Jetzt ist Jane in der Rolle der perfekten Polizistin gefragt. Ihr Bleistift rast nur so über das Notizbuch und hält Namen, Orts- und Zeitangaben fest. Jayneys Beichte bewirkt bei Luljeta eine ganz ähnliche Reaktion, und schon bald haben wir eine ganze Reihe von Geständnissen. Eigentlich sind es Anklagen, obwohl sie aus ihren Mündern wie Geständnisse klingen. Am Ende haben wir nicht nur ausreichend Material, um gegen Sikorsky – den wir ja sowieso schon suchen –, sondern auch gegen Kapuscinski, einen Russen namens Yuri und einen anderen Mann namens Dimi vorzugehen.
Sie zu verhaften. Durchsuchungsbefehle ausstellen zu lassen.

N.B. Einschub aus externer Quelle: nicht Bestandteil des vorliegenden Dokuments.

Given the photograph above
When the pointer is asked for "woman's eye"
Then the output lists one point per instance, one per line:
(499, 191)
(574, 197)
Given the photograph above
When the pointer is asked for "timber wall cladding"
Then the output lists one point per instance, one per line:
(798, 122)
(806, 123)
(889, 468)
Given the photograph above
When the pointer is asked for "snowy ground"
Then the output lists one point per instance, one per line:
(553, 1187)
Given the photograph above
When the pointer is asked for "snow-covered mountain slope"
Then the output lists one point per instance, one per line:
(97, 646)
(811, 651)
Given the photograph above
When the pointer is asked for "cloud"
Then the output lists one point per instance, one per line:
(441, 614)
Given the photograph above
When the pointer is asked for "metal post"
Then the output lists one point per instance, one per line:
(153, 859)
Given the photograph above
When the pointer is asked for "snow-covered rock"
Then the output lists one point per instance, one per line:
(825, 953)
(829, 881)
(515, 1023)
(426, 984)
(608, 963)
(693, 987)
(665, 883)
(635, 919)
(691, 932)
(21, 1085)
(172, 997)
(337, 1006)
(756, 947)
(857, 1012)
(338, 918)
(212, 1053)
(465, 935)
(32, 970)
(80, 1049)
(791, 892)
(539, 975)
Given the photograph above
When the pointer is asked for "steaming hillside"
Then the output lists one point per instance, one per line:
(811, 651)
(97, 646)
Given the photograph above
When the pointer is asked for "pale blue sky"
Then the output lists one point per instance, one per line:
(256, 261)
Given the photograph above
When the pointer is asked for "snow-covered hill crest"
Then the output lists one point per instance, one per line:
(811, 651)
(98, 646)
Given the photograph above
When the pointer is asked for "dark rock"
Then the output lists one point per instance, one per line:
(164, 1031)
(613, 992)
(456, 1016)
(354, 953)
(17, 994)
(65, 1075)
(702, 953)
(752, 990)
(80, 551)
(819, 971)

Jane braucht etwa zwei Stunden, um das Beweismaterial festzuhalten, das aus ihnen heraussprudelt. Ich halte mich zurück und höre mehr oder weniger nur zu. Ich fühle mich leer und erschöpft. Ich sollte mir eigentlich Notizen machen, um Janes Bericht später ergänzen zu können, doch es geht nicht. Ich tue nur so, schreibe mir allerdings kaum etwas auf. Jayney hat ihr Top wieder heruntergezogen, aber ich kann trotzdem hindurchsehen, als wäre es unsichtbar. Für meine Augen sind nun alle Mädchen nackt. Zerbrechliche, von Blutergüssen übersäte Körper. Verletzungen, die wie bei Jayney im Hier und Jetzt oder, wie bei den anderen, auch in der Vergangenheit oder in der Zukunft existieren. Oder in der Vergangenheit und in der Zukunft. Verletzungen, die nicht verschwinden, sondern sich vermehren, egal, welcher Haufen von Arschlöchern gerade den Drogenmarkt kontrolliert. Wenn junge Frauen ihren Körper verkaufen, wird es immer Männer in Lederjacken geben, die dafür sorgen, dass der Profit in anderen Händen – in anderen Fäusten – landet.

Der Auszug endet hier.